Even the seemingly positive numbers have some caveats.

The 15 percent year-over-year jump in September sales, for instance, owes in part to artificially low sales that month last year, which came after an $8,000 tax credit that boosted sales last spring. Many experts believe the credit robbed sales from future months.

It also appears that bargain-hunting investors are driving much of the sales activity. More than one-third of all purchases in St. Louis and St. Louis County were paid with cash, not a mortgage — frequently a sign of investor activity. And there were more homes sold for less than $50,000 than for more than $200,000.

Even at low prices, these sales have some benefit for the market at large, clearing off distressed inventory. That may be reflected in a 44 percent drop in the total number of homes for sale compared with last September, according to Re/Max. It would now take less than eight months to sell every home on the market.

The sales of cheap properties contributed to a sharp decline in median prices — the point at which half of all sales are higher, and half are lower — across much of the region.

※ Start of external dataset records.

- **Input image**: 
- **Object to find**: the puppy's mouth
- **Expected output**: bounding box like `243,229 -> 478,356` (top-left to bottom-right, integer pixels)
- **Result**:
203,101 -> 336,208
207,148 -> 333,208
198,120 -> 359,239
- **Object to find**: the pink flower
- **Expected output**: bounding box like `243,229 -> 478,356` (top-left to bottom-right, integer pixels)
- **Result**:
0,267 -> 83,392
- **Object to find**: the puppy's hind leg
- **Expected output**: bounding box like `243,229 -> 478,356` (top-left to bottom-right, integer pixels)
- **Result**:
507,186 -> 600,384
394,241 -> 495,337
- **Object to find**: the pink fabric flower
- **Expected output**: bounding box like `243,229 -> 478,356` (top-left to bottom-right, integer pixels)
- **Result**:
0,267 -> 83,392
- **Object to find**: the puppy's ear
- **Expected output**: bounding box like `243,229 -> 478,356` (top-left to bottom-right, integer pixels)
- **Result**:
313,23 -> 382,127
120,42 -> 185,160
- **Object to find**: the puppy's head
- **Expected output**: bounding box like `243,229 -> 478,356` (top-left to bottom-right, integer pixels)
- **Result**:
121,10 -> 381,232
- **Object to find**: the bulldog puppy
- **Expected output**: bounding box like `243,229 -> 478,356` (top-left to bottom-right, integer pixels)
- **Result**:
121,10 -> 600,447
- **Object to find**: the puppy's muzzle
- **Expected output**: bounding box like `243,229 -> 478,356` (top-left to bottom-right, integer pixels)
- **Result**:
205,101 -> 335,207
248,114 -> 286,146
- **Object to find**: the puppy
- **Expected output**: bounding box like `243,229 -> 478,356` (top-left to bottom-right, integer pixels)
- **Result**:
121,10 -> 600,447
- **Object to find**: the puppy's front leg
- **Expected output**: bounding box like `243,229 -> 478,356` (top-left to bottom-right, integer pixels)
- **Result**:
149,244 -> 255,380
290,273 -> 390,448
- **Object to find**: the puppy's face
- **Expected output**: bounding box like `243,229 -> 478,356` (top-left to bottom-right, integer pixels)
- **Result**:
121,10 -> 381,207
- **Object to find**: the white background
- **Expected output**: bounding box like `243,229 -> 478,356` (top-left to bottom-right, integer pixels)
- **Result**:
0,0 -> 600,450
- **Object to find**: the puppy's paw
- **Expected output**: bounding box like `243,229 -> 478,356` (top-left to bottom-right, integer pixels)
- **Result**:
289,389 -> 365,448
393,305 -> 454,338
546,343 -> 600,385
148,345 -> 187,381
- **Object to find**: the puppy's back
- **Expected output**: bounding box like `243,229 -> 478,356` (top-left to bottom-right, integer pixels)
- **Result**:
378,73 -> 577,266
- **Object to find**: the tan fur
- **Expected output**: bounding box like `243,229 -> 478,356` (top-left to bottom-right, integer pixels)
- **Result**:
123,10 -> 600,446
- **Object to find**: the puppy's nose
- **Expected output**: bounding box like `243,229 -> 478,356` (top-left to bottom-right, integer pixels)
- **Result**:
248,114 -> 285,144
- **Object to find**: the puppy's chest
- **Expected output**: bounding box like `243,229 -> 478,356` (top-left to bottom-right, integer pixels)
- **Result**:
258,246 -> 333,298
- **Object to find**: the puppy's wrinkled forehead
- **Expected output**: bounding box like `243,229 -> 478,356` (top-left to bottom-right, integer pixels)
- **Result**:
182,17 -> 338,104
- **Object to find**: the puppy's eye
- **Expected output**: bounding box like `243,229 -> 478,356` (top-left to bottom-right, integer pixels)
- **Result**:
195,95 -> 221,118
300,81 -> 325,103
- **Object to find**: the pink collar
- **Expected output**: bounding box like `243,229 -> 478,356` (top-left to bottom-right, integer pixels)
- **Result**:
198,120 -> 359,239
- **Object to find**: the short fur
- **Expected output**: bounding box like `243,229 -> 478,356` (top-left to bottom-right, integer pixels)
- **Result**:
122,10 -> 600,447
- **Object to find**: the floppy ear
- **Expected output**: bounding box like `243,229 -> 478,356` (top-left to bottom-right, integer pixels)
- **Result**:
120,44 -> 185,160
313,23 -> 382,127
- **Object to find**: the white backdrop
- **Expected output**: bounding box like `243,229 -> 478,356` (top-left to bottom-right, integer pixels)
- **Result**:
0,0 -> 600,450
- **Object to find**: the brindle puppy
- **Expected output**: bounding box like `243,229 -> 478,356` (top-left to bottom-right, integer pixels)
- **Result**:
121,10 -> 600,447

In the city of St. Louis, that figure fell 13.3 percent from September of last year, to $85,000. It dropped 13.8 percent in St. Charles County, to $154,000, even as sales in that county jumped 42 percent.

That doesn't necessarily mean that your house lost more than one-eighth of its value in the last year; those numbers are heavily influenced by the mix of homes being sold, and cheaper houses pull it down. Still, most homeowners are taking a hit. Several estimates of home values say they've fallen in St. Louis by 5 percent to 10 percent since this time last year. A new report from data firm FNC pegs the year-over-year decline here at 7.2 percent in August, though FNC does say prices have been essentially flat since January.

Halting that slide, and turning prices around, is the key to any hope for a housing rebound, said Newport. And that will likely require a much broader economic recovery.

"We've got to create jobs. That's the big thing," said Johnson. "We've got to get consumer confidence up again, to get people thinking about buying a house."

Exactly how that happens remains anybody's guess.